Postmarked Calcutta, 2012

A short story depicting the plight of a young woman taking a walk down an empty street during a storm.  By Dipshikha Thakur.

From the terrace of a neighboring house you would only see the erect head and long strides. She is wearing a white shirt over a pair of jeans. The long curls billow out in the breeze. You can almost make out the sharp nose.
She turns her head every ten seconds or so. She is scoping out the neighborhood, the empty street. She is resolute against the patter of rain – her arms are firmly on her sides. Does she have an umbrella in her bag? May be it is one of those folding umbrellas. The television is always jangling with ads about those.

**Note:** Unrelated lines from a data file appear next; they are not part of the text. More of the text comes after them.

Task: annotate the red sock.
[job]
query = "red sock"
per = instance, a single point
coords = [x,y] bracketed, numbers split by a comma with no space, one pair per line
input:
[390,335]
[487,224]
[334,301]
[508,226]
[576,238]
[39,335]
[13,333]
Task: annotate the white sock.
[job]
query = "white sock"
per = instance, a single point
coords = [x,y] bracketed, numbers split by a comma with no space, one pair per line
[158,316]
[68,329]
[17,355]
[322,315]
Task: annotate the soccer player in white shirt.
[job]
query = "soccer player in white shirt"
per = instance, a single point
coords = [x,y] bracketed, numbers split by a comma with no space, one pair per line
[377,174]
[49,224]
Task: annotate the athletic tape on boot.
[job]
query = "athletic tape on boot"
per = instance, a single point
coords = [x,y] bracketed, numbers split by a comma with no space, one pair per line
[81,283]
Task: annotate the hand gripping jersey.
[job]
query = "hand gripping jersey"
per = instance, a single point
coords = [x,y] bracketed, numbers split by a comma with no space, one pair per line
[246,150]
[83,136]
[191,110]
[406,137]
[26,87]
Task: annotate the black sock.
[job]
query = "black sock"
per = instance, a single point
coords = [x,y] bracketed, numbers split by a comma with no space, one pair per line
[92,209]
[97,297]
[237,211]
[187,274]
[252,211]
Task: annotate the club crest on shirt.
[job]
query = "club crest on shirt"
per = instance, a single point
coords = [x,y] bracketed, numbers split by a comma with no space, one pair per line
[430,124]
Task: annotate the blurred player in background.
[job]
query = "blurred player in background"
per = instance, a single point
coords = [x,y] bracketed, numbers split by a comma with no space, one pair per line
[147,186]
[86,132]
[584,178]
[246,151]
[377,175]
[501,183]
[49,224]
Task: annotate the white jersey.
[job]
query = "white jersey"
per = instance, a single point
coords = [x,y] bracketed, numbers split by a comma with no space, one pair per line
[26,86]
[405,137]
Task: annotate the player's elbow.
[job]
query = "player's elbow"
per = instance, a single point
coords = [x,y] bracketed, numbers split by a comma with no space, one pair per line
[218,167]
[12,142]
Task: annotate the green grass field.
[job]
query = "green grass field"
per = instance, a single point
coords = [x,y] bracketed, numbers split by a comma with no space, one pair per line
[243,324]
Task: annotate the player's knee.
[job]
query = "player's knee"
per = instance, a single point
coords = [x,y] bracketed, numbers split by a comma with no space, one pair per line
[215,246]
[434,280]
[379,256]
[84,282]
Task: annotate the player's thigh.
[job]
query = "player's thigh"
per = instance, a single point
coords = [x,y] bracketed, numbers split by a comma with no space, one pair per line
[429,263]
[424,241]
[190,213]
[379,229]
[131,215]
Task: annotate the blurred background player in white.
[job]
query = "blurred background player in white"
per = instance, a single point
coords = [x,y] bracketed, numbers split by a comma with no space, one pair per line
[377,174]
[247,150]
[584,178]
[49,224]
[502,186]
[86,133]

The wind has picked up. The grey craters on the street will soon begin to fill up with grey rain. It will pour over the woman, the houses –the dog is running towards a construction site, its tail between its legs – the rain has changed from a drizzle to a roaring shower.

She starts walking faster.

She folds her arms across the chest. The blouse is sopping and sticks to her body. You can make out the white lines of her bra under the fabric, her breasts pressed flat by her arms.

The main road is about an hour away. Once she makes it to the auto-stand, she will be fine. Yes, there will be faces, there will be glances and leers and glazed looks through the head. There will be men and women, coming back from work. There will be mothers picking up children from school. She will be fine.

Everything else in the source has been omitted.